Calendar pays tribute to Jammu Kashmir's disappeared youth
Decades after they first went missing, Indian-held Jammu Kashmir’s 'disappeared' youth will return home this year – on pages of memorial calendar

SRINAGAR, Jammu Kashmir
Years after they first went missing, Indian-held Jammu Kashmir’s disappeared youth will finally return home this year as pictures on the pages of a 2016 commemorative calendar.
The calendar is both a memorial and a form of protest. According to its creators, the project is part of the ongoing fight to keep the memory of the region’s disappeared youth alive.
The calendar was designed and created by the Association of Parents of Disappeared People (APDP), which was established by the relatives of people in Jammu Kashmir believed to have been forcibly disappeared by the Indian army since 1990.
Each page features a sketch of a person who went missing in the corresponding month.
January, for example, bears the image of Abdul Hamid Badyari, a 28-year-old auto-rickshaw driver who was last seen on January 20, 1990, when he was detained by Indian soldiers.
For the last quarter century, Badyari’s parents, wife and two children have been looking for him, but -- like thousands of other missing Kashmiris -- he was never seen again.
According to the APDP, over the past two and a half decades, more than 8,000 young people in Jammu Kashmir have been forcibly disappeared by the Indian army.
"Since our boys were disappeared, we have been asking the Indian government to tell us where they are," APDP Chairperson Parveena Ahangar told Anadolu Agency.
"If they are alive, return them to us; if they have been killed, tell us what happened so we can stop this endless waiting," Ahangar said.
Suspected disappearances by the Indian government in Jammu Kashmir have left behind countless mothers and fathers desperately looking for their children; wives who are now unsure of their marital status and have come to be known as "half-widows"; and thousands of orphans.

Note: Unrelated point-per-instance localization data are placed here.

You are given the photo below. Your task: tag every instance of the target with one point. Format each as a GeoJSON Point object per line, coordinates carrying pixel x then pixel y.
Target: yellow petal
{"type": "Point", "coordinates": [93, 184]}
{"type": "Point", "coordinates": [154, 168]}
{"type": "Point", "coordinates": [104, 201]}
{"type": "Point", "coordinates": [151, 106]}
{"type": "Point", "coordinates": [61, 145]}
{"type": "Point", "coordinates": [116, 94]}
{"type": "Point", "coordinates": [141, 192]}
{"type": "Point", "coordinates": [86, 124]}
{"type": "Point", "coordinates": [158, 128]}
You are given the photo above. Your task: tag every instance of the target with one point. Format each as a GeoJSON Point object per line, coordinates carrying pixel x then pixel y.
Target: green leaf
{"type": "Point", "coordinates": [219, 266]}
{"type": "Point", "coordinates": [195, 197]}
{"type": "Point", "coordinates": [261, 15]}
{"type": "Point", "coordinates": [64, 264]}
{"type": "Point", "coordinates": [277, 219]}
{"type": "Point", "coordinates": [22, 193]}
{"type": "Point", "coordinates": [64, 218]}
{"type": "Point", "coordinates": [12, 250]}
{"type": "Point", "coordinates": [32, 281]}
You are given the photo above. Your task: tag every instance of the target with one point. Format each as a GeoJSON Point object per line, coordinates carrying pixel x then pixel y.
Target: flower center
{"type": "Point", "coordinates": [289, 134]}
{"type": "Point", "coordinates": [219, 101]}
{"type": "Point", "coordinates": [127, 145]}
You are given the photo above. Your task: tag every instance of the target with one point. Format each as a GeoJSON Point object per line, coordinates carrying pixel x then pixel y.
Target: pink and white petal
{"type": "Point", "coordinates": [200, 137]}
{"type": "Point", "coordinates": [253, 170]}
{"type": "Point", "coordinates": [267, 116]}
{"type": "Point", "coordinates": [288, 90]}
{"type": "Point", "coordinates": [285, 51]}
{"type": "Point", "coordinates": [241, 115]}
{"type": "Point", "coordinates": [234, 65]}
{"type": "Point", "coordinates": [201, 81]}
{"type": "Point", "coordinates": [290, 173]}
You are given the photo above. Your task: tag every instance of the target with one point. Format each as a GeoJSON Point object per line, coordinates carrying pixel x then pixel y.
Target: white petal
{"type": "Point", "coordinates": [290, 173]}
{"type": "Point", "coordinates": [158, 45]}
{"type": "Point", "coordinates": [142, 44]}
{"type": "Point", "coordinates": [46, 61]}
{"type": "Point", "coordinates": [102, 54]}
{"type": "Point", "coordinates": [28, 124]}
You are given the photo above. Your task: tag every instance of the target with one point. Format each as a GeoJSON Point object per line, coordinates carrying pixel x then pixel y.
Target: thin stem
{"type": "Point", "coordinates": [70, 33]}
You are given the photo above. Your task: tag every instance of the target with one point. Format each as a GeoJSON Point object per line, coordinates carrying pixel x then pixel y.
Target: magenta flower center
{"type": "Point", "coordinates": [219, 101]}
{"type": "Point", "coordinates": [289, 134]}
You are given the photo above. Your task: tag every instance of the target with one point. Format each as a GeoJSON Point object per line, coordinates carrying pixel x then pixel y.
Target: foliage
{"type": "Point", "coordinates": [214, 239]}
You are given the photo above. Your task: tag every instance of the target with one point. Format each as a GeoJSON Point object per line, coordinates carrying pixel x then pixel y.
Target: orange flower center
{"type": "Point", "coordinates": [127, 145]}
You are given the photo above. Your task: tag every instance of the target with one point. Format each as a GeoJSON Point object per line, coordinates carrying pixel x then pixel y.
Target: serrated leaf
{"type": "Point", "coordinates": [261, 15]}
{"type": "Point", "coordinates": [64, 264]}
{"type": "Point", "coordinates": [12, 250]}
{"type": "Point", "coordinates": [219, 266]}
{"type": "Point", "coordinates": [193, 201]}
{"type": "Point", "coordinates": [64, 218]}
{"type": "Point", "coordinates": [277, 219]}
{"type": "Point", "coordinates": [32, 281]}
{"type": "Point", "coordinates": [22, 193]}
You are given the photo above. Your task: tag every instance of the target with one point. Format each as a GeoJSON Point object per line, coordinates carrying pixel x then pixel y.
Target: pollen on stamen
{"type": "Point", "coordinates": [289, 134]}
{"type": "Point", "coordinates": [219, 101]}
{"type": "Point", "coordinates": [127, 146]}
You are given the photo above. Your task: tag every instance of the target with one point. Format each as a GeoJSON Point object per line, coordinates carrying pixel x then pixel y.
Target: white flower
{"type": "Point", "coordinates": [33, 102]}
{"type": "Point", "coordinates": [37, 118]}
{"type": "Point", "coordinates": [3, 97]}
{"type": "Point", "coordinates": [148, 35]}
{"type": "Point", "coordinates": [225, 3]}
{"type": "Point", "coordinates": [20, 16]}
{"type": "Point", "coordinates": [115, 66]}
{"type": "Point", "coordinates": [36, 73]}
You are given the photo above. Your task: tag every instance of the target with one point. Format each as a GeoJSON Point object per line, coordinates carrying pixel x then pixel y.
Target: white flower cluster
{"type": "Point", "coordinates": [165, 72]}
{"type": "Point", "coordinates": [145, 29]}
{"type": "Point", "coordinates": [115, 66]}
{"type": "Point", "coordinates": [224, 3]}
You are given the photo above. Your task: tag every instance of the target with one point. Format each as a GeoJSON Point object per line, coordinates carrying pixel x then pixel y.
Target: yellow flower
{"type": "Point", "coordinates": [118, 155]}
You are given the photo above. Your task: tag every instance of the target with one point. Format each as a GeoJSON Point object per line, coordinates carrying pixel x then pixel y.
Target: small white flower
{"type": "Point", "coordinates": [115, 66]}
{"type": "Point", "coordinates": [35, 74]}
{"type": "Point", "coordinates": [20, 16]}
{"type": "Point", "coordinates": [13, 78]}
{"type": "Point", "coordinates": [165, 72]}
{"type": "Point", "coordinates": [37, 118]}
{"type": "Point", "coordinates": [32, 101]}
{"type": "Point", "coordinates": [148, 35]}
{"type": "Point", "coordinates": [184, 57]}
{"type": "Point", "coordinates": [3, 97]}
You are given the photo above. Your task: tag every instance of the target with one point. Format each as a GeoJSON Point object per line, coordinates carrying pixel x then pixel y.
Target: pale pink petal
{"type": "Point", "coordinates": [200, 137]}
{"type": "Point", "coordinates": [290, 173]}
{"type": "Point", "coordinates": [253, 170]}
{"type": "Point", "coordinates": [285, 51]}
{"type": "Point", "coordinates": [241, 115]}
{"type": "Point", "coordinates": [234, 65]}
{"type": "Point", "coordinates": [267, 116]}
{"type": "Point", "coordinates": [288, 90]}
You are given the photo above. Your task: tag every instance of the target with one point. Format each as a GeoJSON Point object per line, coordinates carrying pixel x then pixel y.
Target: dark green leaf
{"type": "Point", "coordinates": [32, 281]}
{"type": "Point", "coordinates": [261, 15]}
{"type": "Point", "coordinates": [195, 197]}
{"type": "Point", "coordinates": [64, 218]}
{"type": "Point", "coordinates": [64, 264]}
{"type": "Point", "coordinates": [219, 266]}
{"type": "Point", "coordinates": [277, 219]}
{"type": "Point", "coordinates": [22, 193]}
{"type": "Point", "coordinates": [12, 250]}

For over a decade, the APDP has been trying to create a memorial to the disappeared, but the Indian-backed government in Jammu Kashmir has consistently stonewalled the process.
‘Common struggle’
A sketch of Ahangar’s son, Javaid Ahmad, adorns the page for the month of August on the 2016 calendar.
Ahmad never returned home after being picked up by Indian troops in August of 1990 in Srinagar’s Batamaloo neighborhood. He was 17 at the time.
Ahangar says she has looked for her son in every prison, every army camp, and every torture center she could find in the region.
"At first I was told by police and army men that they had my son, but -- as time passed -- they said they had no knowledge of him," she said.
"During my search, I found hundreds of men and women like me, searching for their vanished loved ones," she added.
"That’s when we established the organization and came together for our common struggle," she told Anadolu Agency.
Some 4,000 copies of the calendar have been printed so far by the APDP, members of which told Anadolu Agency that they planned to distribute the first batch of copies to relatives of the disappeared.
Remaining copies, they said, would be distributed to media organizations, human rights bodies and NGOs.
"Each picture is accompanied by a brief biography of the disappeared person, who arrested them, and who they are survived by," Ahangar explained.
"We want these people to be in front of our eyes for an entire month, so as to not let ourselves forget our loved ones," she added.
The calendar also carries verses from leftist Pakistani Urdu poet Faiz Ahmad Faiz and 16th-century Kashmiri poetess Habba Khatoon, who was also queen to Kashmir’s last indigenous ruler, Yousuf Shah Chak.
Chak was invited to New Delhi by the Mughal emperor Akbar to discuss peace while their two armies fought. Instead, however, Chak was imprisoned for life by the emperor, bringing Kashmir under Mughal rule (and, later, under a number of foreign rulers).
Kashmir, a Muslim-majority Himalayan region, is held by India and Pakistan in parts and claimed by both in full. A small sliver of Kashmir is also held by China.
Pakistan and India have fought three wars -- in 1948, 1965 and 1971 -- since the partition of the latter in 1947, two of which were fought over Kashmir.
Since 1989, pro-independence groups in Jammu Kashmir have fought Indian rule to demand autonomy or unification with Muslim-majority Pakistan.
More than 70,000 Kashmiris have been killed in the violence, most of them by Indian forces.
India currently maintains over half a million troops in the part of the region under its control.